To recover the energy output lost in the Middle East from the conflict there will take about two years, Fatih Birol, the head of the International Energy Agency (IEA), said on Friday, while signaling that further emergency stock releases remain under consideration.
"That will vary from country to country. In Iraq, for example, it will take much longer than in Saudi Arabia," Birol told an interview with Switzerland's German-language daily Neue Zuercher Zeitung newspaper.
"However, we estimate it will take approximately two years overall to reach pre-war levels again," he said.
Birol added that the market was underestimating the consequences of a prolonged closure of the Strait of Hormuz.
But he said production would improve significantly once the key waterway reopens; however, reaching full capacity would still take time.
Shipments of oil and gas that were already en route to their destinations before the war in Iran began have now arrived, mitigating the impact of shortages, he said.
"But no new tankers were loaded in March. There were no new deliveries of oil, gas or fuels to Asian markets. This gap is now becoming apparent.
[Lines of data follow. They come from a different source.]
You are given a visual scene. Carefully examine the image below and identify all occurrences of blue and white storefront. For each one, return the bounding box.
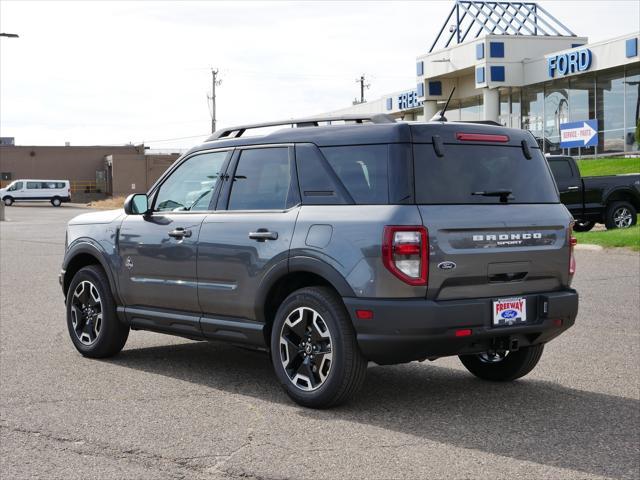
[332,0,640,155]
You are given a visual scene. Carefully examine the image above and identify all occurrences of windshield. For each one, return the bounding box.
[414,144,560,204]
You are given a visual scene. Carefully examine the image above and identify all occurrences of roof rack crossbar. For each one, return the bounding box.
[206,113,396,142]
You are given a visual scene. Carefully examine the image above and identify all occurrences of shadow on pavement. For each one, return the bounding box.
[109,342,640,478]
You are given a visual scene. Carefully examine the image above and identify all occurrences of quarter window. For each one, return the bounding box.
[228,147,296,210]
[549,160,573,180]
[321,145,389,204]
[154,152,229,212]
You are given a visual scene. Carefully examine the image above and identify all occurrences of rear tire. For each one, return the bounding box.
[459,344,544,382]
[271,287,367,408]
[604,202,638,229]
[67,265,129,358]
[573,220,596,232]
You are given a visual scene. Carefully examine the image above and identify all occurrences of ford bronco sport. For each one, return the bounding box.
[60,116,578,408]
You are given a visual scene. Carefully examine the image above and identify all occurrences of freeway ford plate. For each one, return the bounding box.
[493,297,527,327]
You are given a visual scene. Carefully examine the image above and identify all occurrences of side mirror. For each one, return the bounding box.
[124,193,149,215]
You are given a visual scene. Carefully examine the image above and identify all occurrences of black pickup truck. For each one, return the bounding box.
[547,155,640,232]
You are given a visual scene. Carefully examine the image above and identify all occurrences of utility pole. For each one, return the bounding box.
[207,68,222,133]
[353,73,371,105]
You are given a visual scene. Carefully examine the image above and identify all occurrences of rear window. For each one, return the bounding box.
[414,144,560,204]
[320,145,389,204]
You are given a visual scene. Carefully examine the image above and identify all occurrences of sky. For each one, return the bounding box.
[0,0,640,150]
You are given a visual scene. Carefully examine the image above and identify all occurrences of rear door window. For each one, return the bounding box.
[320,145,389,204]
[228,147,298,210]
[414,144,559,204]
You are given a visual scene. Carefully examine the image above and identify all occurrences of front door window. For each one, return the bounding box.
[154,152,229,212]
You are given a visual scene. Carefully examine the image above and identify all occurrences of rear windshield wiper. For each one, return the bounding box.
[471,188,513,203]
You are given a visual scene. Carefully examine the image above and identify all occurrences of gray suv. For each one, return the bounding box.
[60,116,578,408]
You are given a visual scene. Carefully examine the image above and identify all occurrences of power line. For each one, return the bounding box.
[207,68,222,133]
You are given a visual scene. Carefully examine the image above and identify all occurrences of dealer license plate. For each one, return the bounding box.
[493,297,527,327]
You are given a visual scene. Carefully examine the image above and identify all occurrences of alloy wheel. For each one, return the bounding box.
[613,207,633,228]
[280,307,333,392]
[71,280,102,345]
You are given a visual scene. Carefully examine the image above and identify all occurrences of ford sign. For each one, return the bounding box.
[547,48,591,78]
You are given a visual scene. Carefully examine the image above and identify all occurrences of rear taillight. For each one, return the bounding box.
[456,133,509,143]
[567,224,578,276]
[382,226,429,285]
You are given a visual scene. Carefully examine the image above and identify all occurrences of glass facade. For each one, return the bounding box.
[500,63,640,156]
[460,96,483,122]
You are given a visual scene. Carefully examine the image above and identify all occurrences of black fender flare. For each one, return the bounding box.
[602,186,640,209]
[254,256,356,322]
[62,239,122,305]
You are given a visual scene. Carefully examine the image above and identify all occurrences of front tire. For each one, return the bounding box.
[67,265,129,358]
[573,220,596,232]
[271,287,367,408]
[459,344,544,382]
[604,202,638,229]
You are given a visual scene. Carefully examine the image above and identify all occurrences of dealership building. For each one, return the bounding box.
[330,0,640,155]
[0,137,179,201]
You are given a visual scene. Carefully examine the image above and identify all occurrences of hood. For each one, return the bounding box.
[69,208,124,225]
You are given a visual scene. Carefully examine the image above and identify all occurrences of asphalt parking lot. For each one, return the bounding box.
[0,205,640,479]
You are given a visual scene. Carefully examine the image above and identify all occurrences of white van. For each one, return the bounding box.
[0,179,71,207]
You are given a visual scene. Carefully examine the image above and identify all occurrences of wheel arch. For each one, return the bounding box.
[255,257,355,345]
[62,242,121,305]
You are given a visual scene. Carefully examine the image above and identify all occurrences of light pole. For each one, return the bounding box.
[0,33,20,221]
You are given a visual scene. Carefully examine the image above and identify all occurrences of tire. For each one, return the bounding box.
[604,202,638,229]
[459,344,544,382]
[67,265,129,358]
[573,220,596,232]
[271,287,367,408]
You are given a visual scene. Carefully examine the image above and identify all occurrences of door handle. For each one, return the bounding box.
[249,228,278,242]
[169,227,191,240]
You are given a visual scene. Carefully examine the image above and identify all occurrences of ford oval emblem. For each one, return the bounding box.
[438,262,456,270]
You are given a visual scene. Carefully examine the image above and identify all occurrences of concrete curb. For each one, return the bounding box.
[573,243,604,252]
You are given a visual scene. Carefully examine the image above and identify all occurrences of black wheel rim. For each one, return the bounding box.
[71,280,102,345]
[280,307,333,392]
[613,207,633,228]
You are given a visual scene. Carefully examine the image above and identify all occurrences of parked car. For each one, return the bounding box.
[60,115,578,408]
[547,155,640,232]
[0,179,71,207]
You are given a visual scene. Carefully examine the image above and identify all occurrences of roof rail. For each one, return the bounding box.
[206,113,396,142]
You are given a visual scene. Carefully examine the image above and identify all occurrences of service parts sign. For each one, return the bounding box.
[560,120,598,148]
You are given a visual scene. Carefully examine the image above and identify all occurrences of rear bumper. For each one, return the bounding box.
[343,289,578,364]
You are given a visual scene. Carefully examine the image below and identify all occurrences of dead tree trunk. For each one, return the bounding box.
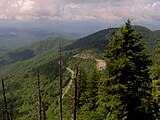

If the Strait of Hormuz is not reopened, we must prepare for significantly higher energy prices."
He said poorer countries could face the heaviest burden because weaker currencies and limited financial resources leave them more exposed to rising import costs.
Asked whether the IEA could carry out another release of emergency oil reserves after its March move, Birol said the agency was ready to act immediately and decisively.
"We're not there yet, but it's definitely under consideration," Birol said.
In March, the agency released 400 million barrels from emergency reserves, the largest drawdown in the agency's history.
Birol stressed reserve releases can only ease short-term bottlenecks, noting that the most important step for stabilizing energy supply is the reopening of the Strait of Hormuz.
Any move that helps reopen the waterway would be positive, he added.
Birol also said the IEA is tracking widespread damage to regional energy infrastructure, warning that markets should not expect an immediate return to normal even after the strait reopens.
He also warned that shortages of refined products such as kerosene and diesel could emerge if crude shipments fail to reach refineries, raising the risk of flight disruptions, cancellations, and industrial supply problems in some countries.